What Virgil learns this issue — as we assumed from issue #1, there are demons, they infest people, Virgil should kill them — doesn’t exactly blow the readers mind (demonic possession has, after all, been looming over everything since the final pages of the first issue), nor does it need to; it’s Virgil’s journey, hopping from steppingstone to steppingstone, that keeps the reader rooted in the narrative.
One can’t help but like Virgil, who seems downright genuine, a man overwhelmed by his circumstances but game to stand against them — his interactions with loose-thread supporting cast member Nurse Frances have an “aw, shucks” nature to them that is endearingly sweet, while his moments of violent action are always tempered with a feeling that they might go horribly, irreparably awry at any moment.
Giangiordano maintains the artistic commitment to both war-born violence and a diverse array of creatures and creeps, which feels, sometimes, to be the highlight of the book — it’s not often that you find a book where the artwork is so visceral that you can’t help but revel in details of things you’d otherwise not want to look at. It’s a book that looks incredible, regardless of the content of any given page.
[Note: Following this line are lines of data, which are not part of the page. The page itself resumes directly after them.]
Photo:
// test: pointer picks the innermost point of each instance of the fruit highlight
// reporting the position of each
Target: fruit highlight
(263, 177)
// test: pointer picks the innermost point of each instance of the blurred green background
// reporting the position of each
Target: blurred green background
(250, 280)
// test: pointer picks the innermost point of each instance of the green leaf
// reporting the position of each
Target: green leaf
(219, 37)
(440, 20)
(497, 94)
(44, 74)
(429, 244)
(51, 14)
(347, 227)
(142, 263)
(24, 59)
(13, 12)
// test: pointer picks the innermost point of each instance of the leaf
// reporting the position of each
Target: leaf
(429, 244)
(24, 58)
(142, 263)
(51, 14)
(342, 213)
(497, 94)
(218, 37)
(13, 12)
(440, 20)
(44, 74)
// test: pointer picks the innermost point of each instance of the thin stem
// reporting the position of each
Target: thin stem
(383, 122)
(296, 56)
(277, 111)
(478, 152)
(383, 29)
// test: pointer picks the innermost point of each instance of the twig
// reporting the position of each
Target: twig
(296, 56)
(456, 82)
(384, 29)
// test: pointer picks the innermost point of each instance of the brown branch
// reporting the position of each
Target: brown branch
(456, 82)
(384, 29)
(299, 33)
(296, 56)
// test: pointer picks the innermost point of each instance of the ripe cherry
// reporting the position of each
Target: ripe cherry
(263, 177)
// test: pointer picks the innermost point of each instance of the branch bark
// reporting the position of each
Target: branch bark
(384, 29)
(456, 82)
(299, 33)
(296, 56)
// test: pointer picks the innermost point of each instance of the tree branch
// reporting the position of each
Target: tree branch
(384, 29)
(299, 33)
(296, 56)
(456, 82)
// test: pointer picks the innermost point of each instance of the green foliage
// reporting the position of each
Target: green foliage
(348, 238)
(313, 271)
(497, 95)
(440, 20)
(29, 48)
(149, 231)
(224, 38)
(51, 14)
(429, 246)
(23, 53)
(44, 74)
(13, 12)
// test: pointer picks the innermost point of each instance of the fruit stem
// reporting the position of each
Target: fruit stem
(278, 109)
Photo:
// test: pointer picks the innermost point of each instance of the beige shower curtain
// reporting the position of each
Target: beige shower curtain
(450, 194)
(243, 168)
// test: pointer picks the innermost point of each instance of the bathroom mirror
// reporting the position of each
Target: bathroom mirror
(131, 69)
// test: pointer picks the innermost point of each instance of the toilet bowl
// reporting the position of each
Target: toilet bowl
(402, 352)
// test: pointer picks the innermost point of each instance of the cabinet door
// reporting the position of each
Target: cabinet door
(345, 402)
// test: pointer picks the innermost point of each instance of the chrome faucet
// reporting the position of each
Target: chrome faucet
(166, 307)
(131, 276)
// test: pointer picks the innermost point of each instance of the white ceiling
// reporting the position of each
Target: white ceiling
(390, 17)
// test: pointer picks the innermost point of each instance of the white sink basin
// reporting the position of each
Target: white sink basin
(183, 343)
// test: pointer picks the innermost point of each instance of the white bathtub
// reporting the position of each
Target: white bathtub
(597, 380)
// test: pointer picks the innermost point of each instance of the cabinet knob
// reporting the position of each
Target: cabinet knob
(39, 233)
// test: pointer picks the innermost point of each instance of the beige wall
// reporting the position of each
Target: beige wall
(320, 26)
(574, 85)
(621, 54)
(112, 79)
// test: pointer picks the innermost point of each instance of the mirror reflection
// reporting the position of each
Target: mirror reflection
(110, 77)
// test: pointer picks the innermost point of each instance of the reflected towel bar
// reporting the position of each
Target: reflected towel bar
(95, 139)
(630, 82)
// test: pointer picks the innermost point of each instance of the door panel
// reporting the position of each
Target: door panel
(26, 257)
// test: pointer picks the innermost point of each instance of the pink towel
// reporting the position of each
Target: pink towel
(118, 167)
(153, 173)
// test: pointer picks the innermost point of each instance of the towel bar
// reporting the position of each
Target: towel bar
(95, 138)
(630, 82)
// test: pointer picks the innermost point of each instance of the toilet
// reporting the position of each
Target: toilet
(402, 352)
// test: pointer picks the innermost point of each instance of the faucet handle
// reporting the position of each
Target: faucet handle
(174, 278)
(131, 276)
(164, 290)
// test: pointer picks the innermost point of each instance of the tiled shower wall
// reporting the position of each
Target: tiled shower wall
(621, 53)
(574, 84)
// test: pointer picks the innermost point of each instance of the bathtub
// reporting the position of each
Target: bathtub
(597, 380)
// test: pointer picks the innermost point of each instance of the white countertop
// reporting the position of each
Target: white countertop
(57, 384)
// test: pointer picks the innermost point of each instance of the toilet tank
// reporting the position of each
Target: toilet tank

The issue isn’t particularly high-octane, and despite Virgil’s enlightenment, the reader doesn’t come out of the issue with anything new or noteworthy to ponder, and all the same, it feels whole, building an anticipatory momentum. Arcudi is establishing a pace for the story that delivers much more on the offbeat than on, with all that action happening in near silence and all the exposition happening in rich lulls, which makes the book sing in an altogether unique voice. For all my initial concerns, the book continues to be a monthly highlight.